Afriqueeducation.com vous donne les grandes lignes de cette première ébauche :

Un texte plus court et mieux structuré

Le projet d'accord climat s'étale sur 21 pages contre 55 pages, au début. C'est "une longueur raisonnable". Le texte, qui n'est ni indigeste ni directif et encore moins contraignant, est accompagné de deux sections, dont une note sur les options possibles vouée à disparaître la semaine prochaine. 

Principale avancée : le texte a, désormais, "une structure quasi-figée". "Les éléments se mettent en place" et "c'est un pas énorme", souligne une chercheuse française. Ainsi, le brouillon "reconnaît certains sujets qui étaient, jusque là, considérés comme nuisibles par certains pays", et apparaissaient avec la mention "no text". L'accord devrait, finalement, parler de la question des "pertes et dommages" liés au changement climatique. Certains Etats se sont assouplis. 

Un texte qui ne tranche pas les questions-clés

S'il est raccourci, le texte des négociateurs contient tout de même 939 crochets, c'est-à-dire, autant de phrases ou expressions sur lesquelles les négociateurs ne sont pas parvenus à tomber d'accord. 
Sur le fond, il reste, donc, encore, beaucoup de choix.
Aucune décision n'est actée sur des questions-clés, comme l'objectif à long terme de limitation du réchauffement (1,5°C ou 2°C), le mécanisme de révision des contributions ou le financement. 
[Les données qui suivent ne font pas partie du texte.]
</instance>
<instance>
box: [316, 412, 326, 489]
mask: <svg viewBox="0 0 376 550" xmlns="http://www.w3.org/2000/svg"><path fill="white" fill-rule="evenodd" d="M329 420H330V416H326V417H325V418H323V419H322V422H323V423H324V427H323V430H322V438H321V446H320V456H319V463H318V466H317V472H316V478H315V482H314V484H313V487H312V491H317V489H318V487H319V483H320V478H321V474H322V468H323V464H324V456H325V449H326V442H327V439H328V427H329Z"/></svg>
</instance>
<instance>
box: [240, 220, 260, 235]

Ce dernier point, crucial, reste "un des points les plus controversés" de ces négociations car "il ranime la fracture Nord-Sud". "D'ailleurs, c'est la partie la moins lisible du brouillon. Elle s'étale sur plus de 2 pages", relève un climatologue belge. "On voit qu'il n'y a pas de compréhension commune et qu'il reste beaucoup de chemin à faire", prévient-il. 

Un texte qui demandera du travail aux ministres

Assurément ! L'ébauche de l'accord sera transmise aux ministres des 195 pays, qui vont reprendre la main, lundi, 7 décembre, dans les tractations. Et ils auront du pain sur la planche. C'est eux qui devront, ainsi, opérer les choix s'ils veulent aboutir à l'adoption d'un pacte universel. Bref, "écrire la suite", comme le résume Laurence Tubiana, la négociatrice, en chef, de la France. 
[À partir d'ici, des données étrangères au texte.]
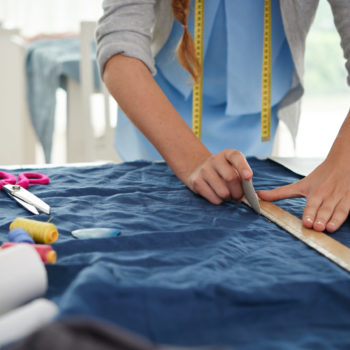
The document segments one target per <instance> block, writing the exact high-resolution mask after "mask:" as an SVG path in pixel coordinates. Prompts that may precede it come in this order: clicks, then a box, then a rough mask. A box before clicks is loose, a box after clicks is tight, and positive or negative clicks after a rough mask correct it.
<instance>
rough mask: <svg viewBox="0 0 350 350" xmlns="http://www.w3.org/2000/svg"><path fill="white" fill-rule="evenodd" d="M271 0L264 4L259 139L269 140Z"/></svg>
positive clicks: (267, 0)
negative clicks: (260, 103)
mask: <svg viewBox="0 0 350 350" xmlns="http://www.w3.org/2000/svg"><path fill="white" fill-rule="evenodd" d="M271 29H272V27H271V0H265V6H264V42H263V60H262V77H261V139H262V141H269V140H270V137H271V135H270V130H271V51H272V43H271V35H272V31H271Z"/></svg>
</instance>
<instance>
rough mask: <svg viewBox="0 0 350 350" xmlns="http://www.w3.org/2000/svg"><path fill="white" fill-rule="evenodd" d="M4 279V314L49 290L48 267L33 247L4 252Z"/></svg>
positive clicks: (3, 259)
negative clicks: (45, 265) (48, 284)
mask: <svg viewBox="0 0 350 350" xmlns="http://www.w3.org/2000/svg"><path fill="white" fill-rule="evenodd" d="M0 278H1V283H0V315H1V314H4V313H5V312H8V311H10V310H12V309H14V308H16V307H18V306H20V305H22V304H24V303H25V302H27V301H29V300H32V299H34V298H38V297H40V296H42V295H44V293H45V292H46V290H47V273H46V269H45V265H44V263H43V262H42V261H41V259H40V257H39V254H38V253H37V252H36V250H35V249H34V248H33V247H31V246H30V245H29V244H18V245H16V246H15V247H11V248H6V249H3V250H1V251H0Z"/></svg>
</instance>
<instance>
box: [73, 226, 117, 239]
mask: <svg viewBox="0 0 350 350" xmlns="http://www.w3.org/2000/svg"><path fill="white" fill-rule="evenodd" d="M72 235H73V237H75V238H79V239H91V238H109V237H116V236H118V235H120V229H119V228H105V227H92V228H82V229H79V230H74V231H72Z"/></svg>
"Pendant la première semaine, tout le monde à intérêt à attendre, en espérant que ce soit quelqu'un d'autre qui fasse le compromis", explique un spécialiste rompu dans les négociations. Un petit jeu de poker menteur traditionnel dans les négociations climatiques. Pour la semaine prochaine, le Réseau Action Climat, par exemple, appelle les pays "à abattre leurs cartes maintenant". Car tout est, encore, possible, le pire comme le meilleur, selon les ONG. 

Pour certains observateurs, l'ambiance de cette conférence peut jouer. "Aucune partie n'a envie d'être tenue pour responsable de l'échec. On sent une disposition à faire avancer le collectif et ça a une grande valeur". 

Cela dit, certains grands pollueurs ont, déjà, prévenu : Les Américains ont dit que l'accord ne devra pas être contraignant ; les Russes, de leur côté, ont laissé entendre que le problème du réchauffement climatique tel que posé, à la COP 21, est un faux débat car les pays émergents et du Sud, aspirent, aussi, à une industrialisation de leur économie comme les pays du Nord (notre photo montrant Barack Obama et le premier ministre indien Narendra Modi) ; la Chine, elle, va certainement, dérouler la stratégie du dragon, qui consiste à continuer de s'industrialiser en polluant tout en disant lutter contre la pollution. Bref, on n'est pas sorti de l'auberge.